On release, Belle de Jour (1967) received universal acclaim and won numerous European cinematic awards. Roger Ebert gave the film four out of four stars, and included it in his Great Movies list, with Empire magazine listing Belle de Jour as one of the 100 best films of World Cinema. It is, undoubtedly, a masterpiece of French cinema. I watched it on a special 40th Anniversary DVD edition (pictured above), which comes with my recommendation. It’s also available on Blu-ray and on Amazon Prime Video.
Right. Where are we? That was Film No. 156 in the official WEEKEND FLICKS. Cinema for Grown Ups Archive. And by now you should know how it works. Friday’s post is for the Paid Subscribers (£5 a month or £50 a year). An elite coterie of discriminating cinephiles. Paid subscribers also get access to the entire archive, which goes all the way back to when we started, in December 2023. Sunday’s post is free, and open to all. Two film recommendations to get your teeth into over the weekend. Time to sit back, relax, mix a cocktail — and watch an old film. And the cocktail for Belle de Jour? It has to be a French 75. Gin, champers, lemonade and sugar. I’ll be back on Friday. Until then. À bientôt!

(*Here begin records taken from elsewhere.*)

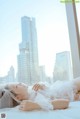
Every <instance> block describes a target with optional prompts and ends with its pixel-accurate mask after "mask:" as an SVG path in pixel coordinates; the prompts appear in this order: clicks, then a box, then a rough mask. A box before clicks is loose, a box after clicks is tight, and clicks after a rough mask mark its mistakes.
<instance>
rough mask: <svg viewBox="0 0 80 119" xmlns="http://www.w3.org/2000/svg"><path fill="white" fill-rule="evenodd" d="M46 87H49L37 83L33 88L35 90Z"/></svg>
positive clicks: (42, 89) (43, 84)
mask: <svg viewBox="0 0 80 119" xmlns="http://www.w3.org/2000/svg"><path fill="white" fill-rule="evenodd" d="M45 88H47V87H46V86H45V85H44V84H35V85H33V87H32V89H33V90H35V91H38V90H44V89H45Z"/></svg>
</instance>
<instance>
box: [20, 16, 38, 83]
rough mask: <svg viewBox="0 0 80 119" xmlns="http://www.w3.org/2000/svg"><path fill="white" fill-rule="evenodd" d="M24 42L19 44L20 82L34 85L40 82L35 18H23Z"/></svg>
mask: <svg viewBox="0 0 80 119" xmlns="http://www.w3.org/2000/svg"><path fill="white" fill-rule="evenodd" d="M21 27H22V42H21V43H20V44H19V51H20V54H19V55H18V80H19V81H20V82H23V83H27V84H33V83H35V82H37V81H39V67H38V48H37V33H36V27H35V18H29V17H27V16H24V17H22V18H21Z"/></svg>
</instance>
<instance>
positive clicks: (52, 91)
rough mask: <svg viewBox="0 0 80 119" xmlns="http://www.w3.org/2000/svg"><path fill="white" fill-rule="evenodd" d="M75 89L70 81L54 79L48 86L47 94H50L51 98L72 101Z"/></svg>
mask: <svg viewBox="0 0 80 119" xmlns="http://www.w3.org/2000/svg"><path fill="white" fill-rule="evenodd" d="M75 90H76V87H75V86H74V84H73V82H72V81H66V82H63V81H56V82H55V83H54V84H53V85H51V86H50V91H49V92H50V93H49V95H51V97H53V99H56V98H57V99H58V98H64V99H69V100H70V101H73V100H74V94H75V93H74V91H75Z"/></svg>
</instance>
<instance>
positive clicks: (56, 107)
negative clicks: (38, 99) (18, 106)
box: [19, 99, 69, 111]
mask: <svg viewBox="0 0 80 119" xmlns="http://www.w3.org/2000/svg"><path fill="white" fill-rule="evenodd" d="M51 104H52V105H53V109H65V108H68V106H69V101H68V100H67V99H56V100H53V101H52V102H51ZM19 109H20V110H22V111H32V110H40V109H42V108H41V107H40V105H39V104H37V103H35V102H32V101H27V100H24V101H22V103H21V104H20V108H19Z"/></svg>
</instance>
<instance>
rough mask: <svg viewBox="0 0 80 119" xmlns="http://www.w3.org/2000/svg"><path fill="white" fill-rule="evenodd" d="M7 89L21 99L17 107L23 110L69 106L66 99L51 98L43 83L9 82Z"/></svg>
mask: <svg viewBox="0 0 80 119" xmlns="http://www.w3.org/2000/svg"><path fill="white" fill-rule="evenodd" d="M7 89H8V90H10V91H11V92H12V93H13V94H15V95H16V98H17V99H18V100H21V103H20V108H19V109H20V110H23V111H31V110H35V109H37V110H40V109H43V110H53V109H65V108H68V106H69V100H67V99H54V100H53V99H51V97H50V95H47V93H46V92H47V91H48V88H47V87H46V86H45V85H43V84H35V85H34V86H33V87H29V86H27V85H25V84H23V83H19V84H10V85H8V86H7Z"/></svg>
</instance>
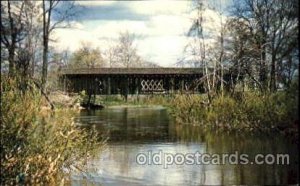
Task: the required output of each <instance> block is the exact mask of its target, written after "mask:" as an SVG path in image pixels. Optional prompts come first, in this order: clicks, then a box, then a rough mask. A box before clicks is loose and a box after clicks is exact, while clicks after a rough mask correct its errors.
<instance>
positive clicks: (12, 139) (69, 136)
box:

Must give it another go. Only seen once, and was perhaps a little tired and emotional after a night’s carousing, so not the best time to give it my best and fullest attention…should have put on Aliens, the default post-carousing film…
But I do remember finding it intriguing, and wondering what the heck was wrong with this lady…ha-ha! Will watch again…Ta!
And as for Zara, or any shopping expeditions with my wife and daughter, Dante’s going to need more circles…and I’m gonna need a bigger boat!
All right, I'll have to try again. The last time I gave the film a viewing, I found it yawningly boring. Maybe I've seen too many "bourgeoises" in Chanel and sensible shoes growing up ... often the mothers of my college buddies. They might have benefited from a little 2 to 5, lol.